I asked Dr. Maneesha how the university comes up with new projects – how do the research teams know what problems they should be solving and where the needs are? She said that it’s important to use local NGOs. Amma has “adopted” 101 villages across the country, meaning that she has committed herself to helping them, and it’s helpful to use NGOs in these villages to stay aware of their needs (https://www.amritapuri.org/activity/social/serve). Also, Dr.
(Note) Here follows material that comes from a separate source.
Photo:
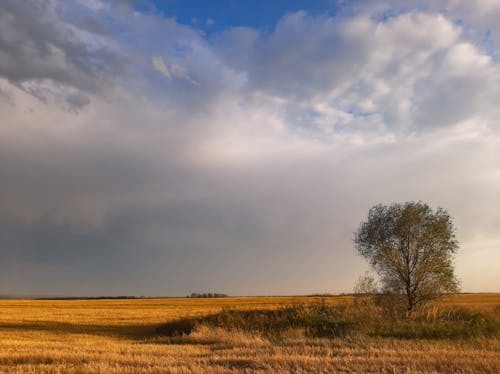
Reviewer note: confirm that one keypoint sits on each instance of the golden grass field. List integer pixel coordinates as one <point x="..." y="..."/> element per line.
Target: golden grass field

Maneesha told me that since people come to Amma to pour out their problems, she is a great source of what is needed; Amma triggers the research interests of the university by telling them about the problems she’s been told. Because the “challenge comes from her,” said Dr. Maneesha, “you really want to do it.” Amma is the inspiration for all of the work here, all of which has a social goal of helping others. Since the people at the university are devoted to Amma and like to see the effect of the work they do, they are eager to fix the problems that Amma points out. It was cool to see so many people inspired by one common goal (helping people based on what problems Amma discovers), and it makes sense that having one vision allows for really interdisciplinary solutions.